Nobody had quite anticipated the furor that arose from putting Blackford Oakes in jail. A festering popular resentment against what the
Wall Street Journal
labeled the “disestablishment of American security” became vocal. People here and there, on talk shows, in the letters columns of newspapers, hotly questioned the moral passions of Senator Hugh Blanton and the “elephantiasis of Senate pride,” as Rush Limbaugh put it. The tabloids teemed with fanciful tales of adventures allegedly had by super-spy Blackford Oakes himself, or else done under his supervision. These included everything from seizing the minutes of Khrushchev's Twentieth Party Congress speech in 1956, denouncing the crimes of Josef Stalin, to hand-delivering the Stingers that had finally brought the Soviet juggernaut to a stop in Afghanistan. Blackford soon was linked to every turn of history in Soviet-American relations that benefited the West, including the defection of Nureyev, the escape to the West of Solzhenitsyn, the spotting of Soviet nuclear weapons in Cuba …

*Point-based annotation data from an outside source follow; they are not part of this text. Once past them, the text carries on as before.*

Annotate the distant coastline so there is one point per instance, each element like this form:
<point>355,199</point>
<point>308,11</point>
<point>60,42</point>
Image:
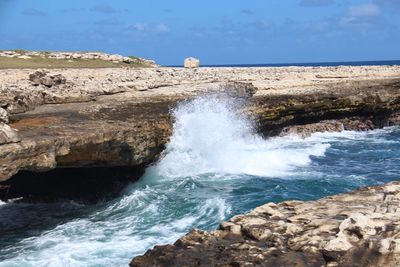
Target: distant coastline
<point>312,64</point>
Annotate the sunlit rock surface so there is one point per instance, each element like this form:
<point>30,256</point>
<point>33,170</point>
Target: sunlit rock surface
<point>120,117</point>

“Really, darling,” Sally said to him in the one telephone call to her he was permitted every day, “I had absolutely no idea that you single-handedly managed to win the Cold War. Tell me, Blacky, did you hypnotize Gorbachev into instituting glasnost? Perestroika?… But I shouldn't tease, my love. To tell the truth, I'm rather enjoying it, because I think it must be some comfort for you in that awful place they have you. Oh darling, why don't you just swallow your pride, agree to appear, and take the Fifth Amendment?”

Blackford gently reminded her that the night before he turned himself in to the Justice Department ten days ago she had pledged not to argue that line again, for the sake of domestic tranquility. “To tell the truth,” he said, “I don't particularly mind that the whole subject of covert activity is coming up a month or so before Blanton files his report. A few weeks ago I'd have predicted his no-covert-activity bill would sail through Congress. I'm not so sure anymore. What we need is a little friendly nudge from the White House. All the right arguments are being laid out, though of course the case could be made stronger if we could actually talk history, and talk about the uses of covert activity right now. But anyway, it gives me something to do, watching it all. I don't have much to do except read the papers and watch television. If I'm in here another week I'm going to end up reading Norman Mailer's novel on the CIA.”

“And doing your push-ups?”

“And doing my push-ups. I do those, and I say my prayers, and I miss you desperately, and might even reread Jane Austen. By the way, Sally, does anybody ever confess to just plain ‘reading' Jane Austen? I know only people who ‘reread' Jane Austen. Goodbye, darling. They're waving me away from the phone. I'll call tomorrow.”